Ideally I would like to perform activity/resource based authorization where everything would be database driven. Each activity or resource would be stored in the database and a permission/role would be assigned to the resource.
While researching the topic I found this fantastic article by Stefan Wloch that pretty much covers exactly what I'm looking to do.
http://www.codeproject.com/Articles/1079552/Custom-Roles-Based-Access-Control-RBAC-in-ASP-NE
So my question is with the new core features how does it prevent us from having to hard-code and recompile when the time comes to change what roles/permissions are allowed to access a controller or method in a controller? I understand how claims can be used to store anything but the policy portion seems susceptible to change, which gets us back to square one. Don't get me wrong, loving asp.net core and all the great changes, just looking for more information on how to handle authorization.

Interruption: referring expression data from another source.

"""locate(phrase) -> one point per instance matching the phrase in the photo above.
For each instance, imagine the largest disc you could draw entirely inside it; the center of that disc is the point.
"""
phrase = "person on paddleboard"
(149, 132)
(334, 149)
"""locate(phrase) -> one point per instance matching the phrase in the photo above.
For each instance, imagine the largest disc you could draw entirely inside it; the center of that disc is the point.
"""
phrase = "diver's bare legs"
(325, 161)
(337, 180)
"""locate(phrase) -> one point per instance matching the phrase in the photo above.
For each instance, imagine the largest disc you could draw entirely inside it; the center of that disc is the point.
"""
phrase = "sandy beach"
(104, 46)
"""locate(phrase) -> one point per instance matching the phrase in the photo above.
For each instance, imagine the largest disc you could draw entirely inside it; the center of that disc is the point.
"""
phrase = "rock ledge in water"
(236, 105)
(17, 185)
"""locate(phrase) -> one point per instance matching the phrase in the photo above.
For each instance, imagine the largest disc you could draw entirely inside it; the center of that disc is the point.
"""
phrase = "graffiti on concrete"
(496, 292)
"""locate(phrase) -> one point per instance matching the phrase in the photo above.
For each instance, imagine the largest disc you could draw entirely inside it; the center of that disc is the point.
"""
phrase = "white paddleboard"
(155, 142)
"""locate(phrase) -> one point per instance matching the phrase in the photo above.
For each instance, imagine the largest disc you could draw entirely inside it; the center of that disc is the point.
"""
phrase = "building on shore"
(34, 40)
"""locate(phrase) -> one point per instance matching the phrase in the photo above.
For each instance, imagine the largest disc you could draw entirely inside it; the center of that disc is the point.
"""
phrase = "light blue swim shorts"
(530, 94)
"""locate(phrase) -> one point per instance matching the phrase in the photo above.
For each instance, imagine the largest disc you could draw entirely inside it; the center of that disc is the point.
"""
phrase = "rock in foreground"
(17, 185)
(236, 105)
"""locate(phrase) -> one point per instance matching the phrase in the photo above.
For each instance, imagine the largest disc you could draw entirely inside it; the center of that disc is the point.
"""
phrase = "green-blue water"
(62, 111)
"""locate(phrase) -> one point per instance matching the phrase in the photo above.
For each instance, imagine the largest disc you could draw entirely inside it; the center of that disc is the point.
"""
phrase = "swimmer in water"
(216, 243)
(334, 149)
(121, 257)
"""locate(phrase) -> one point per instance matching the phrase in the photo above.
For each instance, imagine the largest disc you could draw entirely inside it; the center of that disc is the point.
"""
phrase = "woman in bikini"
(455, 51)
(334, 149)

There are at least 2 things that need to be consider in implementing what you want. The first one is how to model the Controller-Action access in database, the second one is to apply that setting in asp.net core Identity.
The first one, there are too many possibilities depend on the application itself, so lets create a Service interface named IActivityAccessService that encapsulate. We use that service via dependency injection so that anything that we need can be injected to it.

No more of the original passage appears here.